In 1881, the Right of Entrance Law gave SCAA the right to inspect state facilities. In 1890, New York's State Care Act assigned responsibility to the state for caring for poor people with mental illness; the SCAA had encouraged this. In 1909, the Insanity Law was consolidated in chapter 27 of the Consolidated Laws of New York. In 1907, the Association began campaigning to stop the spread of tuberculosis. In 1908, the Association wrote recommendations for building new hospitals.

== Current ==
In the 1990s, the Association lobbied the state for an earned income tax credit, lowering taxes for the working poor. The Association also tried to lobby the state to increase the minimum wage, with less success.

In December 2000, the organization changed its name to the Schuyler Center for Analysis and Advocacy.

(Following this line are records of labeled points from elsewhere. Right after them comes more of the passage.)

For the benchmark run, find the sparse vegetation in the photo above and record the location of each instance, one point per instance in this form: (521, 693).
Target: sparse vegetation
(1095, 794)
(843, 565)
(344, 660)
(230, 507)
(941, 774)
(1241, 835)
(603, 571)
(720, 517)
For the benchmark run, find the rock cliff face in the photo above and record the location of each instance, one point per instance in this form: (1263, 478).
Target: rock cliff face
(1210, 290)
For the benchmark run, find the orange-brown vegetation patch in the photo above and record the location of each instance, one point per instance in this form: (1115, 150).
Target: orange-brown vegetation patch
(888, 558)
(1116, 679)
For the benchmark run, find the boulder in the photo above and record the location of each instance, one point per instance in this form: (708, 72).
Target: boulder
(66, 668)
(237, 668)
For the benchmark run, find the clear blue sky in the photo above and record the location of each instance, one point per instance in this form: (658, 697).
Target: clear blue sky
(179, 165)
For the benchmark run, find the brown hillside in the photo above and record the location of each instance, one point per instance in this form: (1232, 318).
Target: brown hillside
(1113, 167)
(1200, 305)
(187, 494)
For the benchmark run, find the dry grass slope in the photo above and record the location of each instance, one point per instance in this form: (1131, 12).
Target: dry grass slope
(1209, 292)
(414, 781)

In 2025, the funders listed on its website included Mother Cabrini Health Foundation, Robin Hood Foundation, and The New York Community Trust.

Schuyler Center is a trusted leader in advocating for policy solutions that address child poverty and its related hardships, including spearheading the New York State Child Poverty Reduction Act and its implementation, advocating for a robust state child tax credit, championing universal child care in the state budget, advocating for a family-centered child welfare system, and supporting state investments that support child and family wellbeing.

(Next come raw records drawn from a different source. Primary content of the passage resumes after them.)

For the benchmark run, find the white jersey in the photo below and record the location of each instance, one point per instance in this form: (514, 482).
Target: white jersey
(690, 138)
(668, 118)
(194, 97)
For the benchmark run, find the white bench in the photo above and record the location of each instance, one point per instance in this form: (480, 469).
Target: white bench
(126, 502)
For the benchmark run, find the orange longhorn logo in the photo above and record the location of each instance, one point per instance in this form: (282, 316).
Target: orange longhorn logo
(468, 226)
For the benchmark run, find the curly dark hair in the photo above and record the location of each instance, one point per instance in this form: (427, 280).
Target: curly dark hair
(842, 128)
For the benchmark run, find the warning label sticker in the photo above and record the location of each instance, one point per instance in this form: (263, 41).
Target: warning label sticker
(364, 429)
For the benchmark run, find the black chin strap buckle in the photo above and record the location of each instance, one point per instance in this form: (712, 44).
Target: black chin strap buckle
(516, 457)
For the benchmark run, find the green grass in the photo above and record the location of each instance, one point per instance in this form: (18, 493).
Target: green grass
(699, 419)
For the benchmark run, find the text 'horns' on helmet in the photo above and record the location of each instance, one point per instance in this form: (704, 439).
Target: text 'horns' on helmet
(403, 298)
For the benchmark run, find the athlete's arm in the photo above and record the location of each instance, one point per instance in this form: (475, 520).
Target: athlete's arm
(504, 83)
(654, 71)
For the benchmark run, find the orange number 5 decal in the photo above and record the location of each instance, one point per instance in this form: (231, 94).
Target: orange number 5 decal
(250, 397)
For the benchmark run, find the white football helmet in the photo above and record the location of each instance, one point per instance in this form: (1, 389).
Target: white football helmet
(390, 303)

Since 2018, Schuyler Center has published the annual State of New York's Children Data Book, which shares state and county-level data in the areas of child care, child poverty, food insecurity, child health, oral health, and child welfare.

Schuyler Center's policy experts are frequently interviewed by state, local, and national media outlets for insights on policy related to child wellbeing.

Schuyler Center houses and leads several campaigns, including Medicaid Matters New York, the Empire State Campaign for Child Care, New York Can End Child Poverty, and the Child and Family Wellbeing Action Network.